# Mechanical behavior of Port Basin Bulkheads Reinforced with novel multi-anchored sheet piles

**Authors:** Jiayun Gao, Xiaojun Li, Yan Zhu, Jie Jiang, Shaojie Tian, Bowen Kang

PMC · DOI: 10.1371/journal.pone.0340503 · PLOS One · 2026-01-08

## TL;DR

A new multi-anchored sheet pile system is proposed to improve port basin bulkhead stability and reduce deformation.

## Contribution

A novel multi-anchored reinforcement method is introduced, offering improved stability and reduced bending moments in port infrastructure.

## Key findings

- Excavation depth strongly influences quay wall mechanical response, requiring phased excavation.
- Horizontal tie-rod spacing has low sensitivity, allowing cost-effective displacement control.
- The new system enhances stability by 34–41% and reduces bending moments by 71.9–77.3%.

## Abstract

To address the critical limitations of conventional parallel double-anchor support systems, including coplanar load imbalance, critical spacing risks, deviations from theoretical designs, and maintenance difficulties, this study proposes an innovative multi-anchored sheet pile reinforcement method. Centrifuge model tests incorporating digital image correlation (DIC) techniques were systematically conducted to investigate the anchoring mechanism of the novel system in port basin bulkhead reinforcement, with a particular emphasis on parameter optimization.
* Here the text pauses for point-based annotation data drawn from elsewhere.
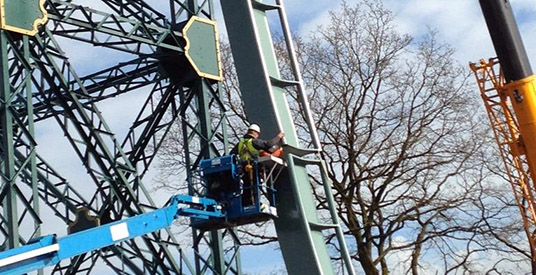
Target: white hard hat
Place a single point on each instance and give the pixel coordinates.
(254, 127)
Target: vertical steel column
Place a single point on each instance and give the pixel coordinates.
(32, 169)
(9, 202)
(203, 98)
(299, 229)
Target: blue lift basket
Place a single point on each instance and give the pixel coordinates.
(245, 190)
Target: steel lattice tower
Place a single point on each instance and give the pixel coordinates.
(39, 83)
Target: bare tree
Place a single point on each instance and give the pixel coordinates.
(416, 175)
(407, 142)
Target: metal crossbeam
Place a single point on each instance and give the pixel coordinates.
(109, 30)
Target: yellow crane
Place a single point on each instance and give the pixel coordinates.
(507, 86)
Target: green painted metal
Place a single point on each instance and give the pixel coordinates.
(298, 228)
(22, 16)
(202, 47)
(9, 203)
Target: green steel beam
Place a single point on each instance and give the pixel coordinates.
(299, 230)
(9, 202)
(108, 30)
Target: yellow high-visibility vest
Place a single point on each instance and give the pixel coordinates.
(246, 151)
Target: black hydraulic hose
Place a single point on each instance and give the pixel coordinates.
(506, 39)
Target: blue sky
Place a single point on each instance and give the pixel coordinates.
(458, 22)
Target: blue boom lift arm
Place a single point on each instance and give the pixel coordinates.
(49, 250)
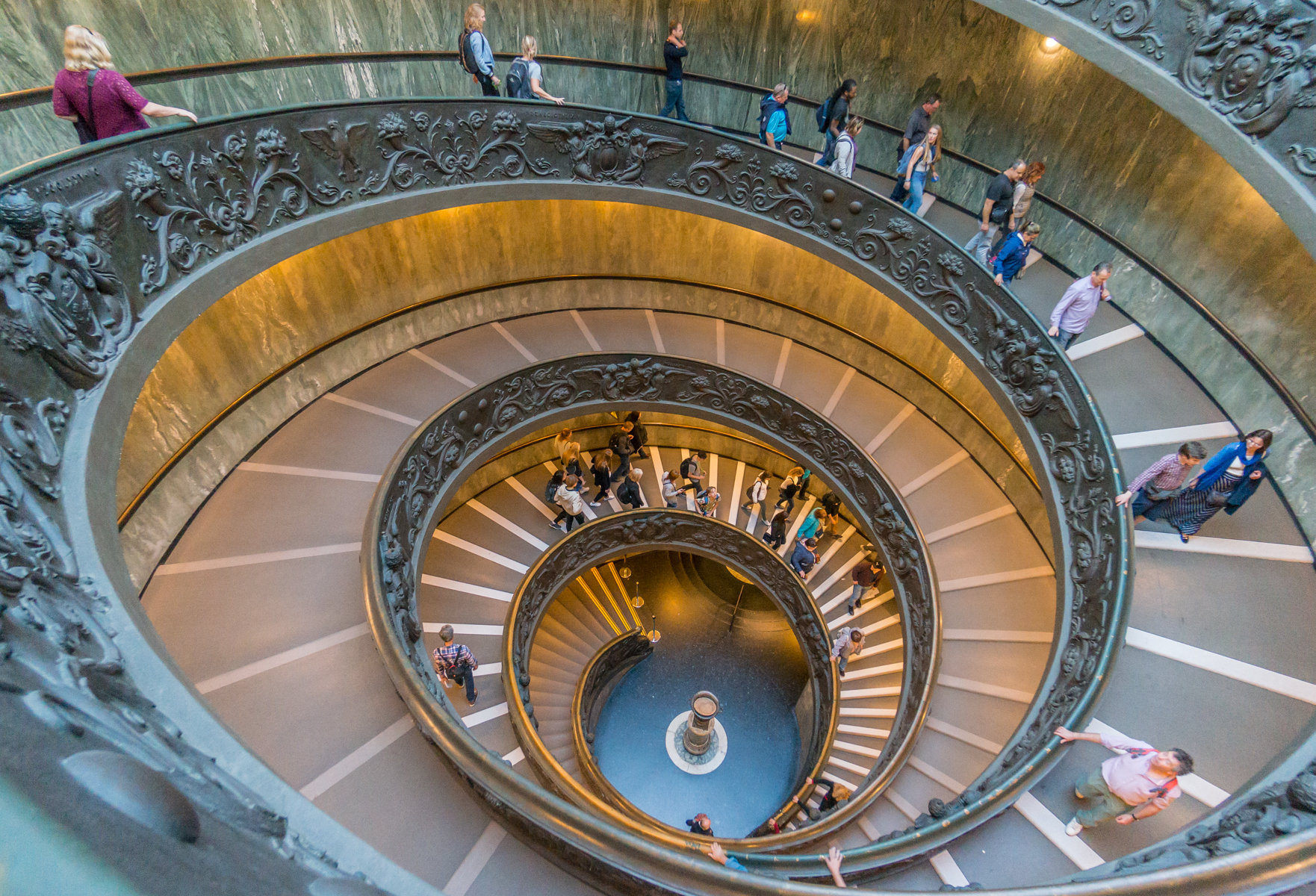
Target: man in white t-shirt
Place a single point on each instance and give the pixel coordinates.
(1128, 787)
The results indicate that the excavation depth predominantly governs the mechanical response of quay walls (sensitivity coefficient 2.3), necessitating phased excavation protocols for deformation control. In contrast, tie-rod horizontal spacing demonstrates low sensitivity (0.018), enabling displacement-controlled dynamic optimization to balance safety and cost-effectiveness. Further, strategic anchor rod installation restructures stress transmission paths, effectively suppressing the shear deformation of shallow soil. The synergistic interaction between prestress application and soil–anchor load transfer mechanisms induces potential migration of the slip surface toward reinforced zones, enhancing stability by 34–41% compared to conventional systems. The developed composite prestressed anchor system achieves a 71.9–77.3% reduction in sheet pile bending moments through stiffness enhancement–stress redistribution coupling effects, establishing a new paradigm for high-performance port infrastructure.

## Full-text entities

- **Diseases:** foundation pits (MESH:C536528), APS (MESH:D016884)
- **Chemicals:** APS (MESH:D000250), Vaseline (MESH:D010577), epoxy (MESH:D004853), aluminum (MESH:D000535), Steel (MESH:D013232), stainless steel (MESH:D013193), water (MESH:D014867), kaolin (MESH:D007616), DDD (MESH:D003632)
- **Cell lines:** SUS304 — Canis lupus familiaris (Dog), Spontaneously immortalized cell line (CVCL_WL70)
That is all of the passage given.